The “Opinions Concerning Standardisation of the Development of Supply Chain Financing and Supporting Stable Circulation and Optimisation and Upgrade of Supply Chain Industry Chains” (关于规范发展供应链金融 支持供应链产业链稳定循环和优化升级的意见) was issued on 22 September by a raft of leading central government agencies, including the People’s Bank of China (PBOC) the Ministry of Industry and Information Technology (MIIT), the Ministry of Commerce (MOC) and the China Banking and Insurance Regulatory Commission (CBIRC).

The Opinions call for “preventing various forms of risk in relation to supply chain financing,” stipulating that “core enterprises are not permitted to wilfully occupy the accounts of upstream and downstream enterprises, and use affiliate organisations to obtain profits from supply chain financing.”

“Supply chain financing platforms should adopt lawful and compliant financial tools for the circulation of accounts payable, and are not permitted to seal circulation or restrict financial services parties.

The Opinions target “squeezing out and occupation of the profits of micro, small and medium-sized enterprises by core enterprises and third party supply chain platforms in the name of supply chain financing.”

Industry observers in China say that a sizeable number of core enterprises participating in supply chain financing have extended the accounts period for upstream and downstream businesses, or established their own factoring companies, micro-loan companies or financial enterprises to package accounts receivable for financing via factoring of assets.

In recent years growth of accounts receivables in China has far outpaced overall economic growth, while the accounts receivable turnover rate has seen ongoing declines.

The Opinions also call for “strict prevention of false transactions and duplicate financing risk,” and for banks and other financial institutions to “strictly review the veracity of supply chain financing and increase vigilance.”
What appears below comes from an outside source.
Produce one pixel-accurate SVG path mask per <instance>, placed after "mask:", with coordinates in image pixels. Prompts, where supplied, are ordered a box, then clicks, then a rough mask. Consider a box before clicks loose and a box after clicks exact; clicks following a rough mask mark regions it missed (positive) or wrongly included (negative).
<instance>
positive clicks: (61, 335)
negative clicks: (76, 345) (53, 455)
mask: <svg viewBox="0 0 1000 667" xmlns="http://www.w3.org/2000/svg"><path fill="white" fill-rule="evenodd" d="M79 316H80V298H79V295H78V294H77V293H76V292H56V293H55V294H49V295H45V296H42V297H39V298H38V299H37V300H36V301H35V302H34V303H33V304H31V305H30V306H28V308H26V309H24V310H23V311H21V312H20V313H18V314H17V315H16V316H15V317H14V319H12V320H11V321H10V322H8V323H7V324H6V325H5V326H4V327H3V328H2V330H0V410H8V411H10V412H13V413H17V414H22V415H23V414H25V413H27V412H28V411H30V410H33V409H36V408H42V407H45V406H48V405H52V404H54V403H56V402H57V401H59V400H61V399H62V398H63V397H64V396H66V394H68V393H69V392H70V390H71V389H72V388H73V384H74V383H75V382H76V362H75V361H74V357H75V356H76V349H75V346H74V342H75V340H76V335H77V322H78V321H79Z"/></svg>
Underwriters and asset managers must “pragmatically engage in due diligence and required risk control procedures for asset securitisation and asset management products whose underlying assets are accounts receivable.”

The Opinion further mandate improvements to information disclosures, and mandate that “financial institutions, core enterprises, government authorities and third party specialist agencies strengthen information sharing,” as well as “establish upstream and downstream integrated, digitised and smart information systems and credit assessment risk management system.”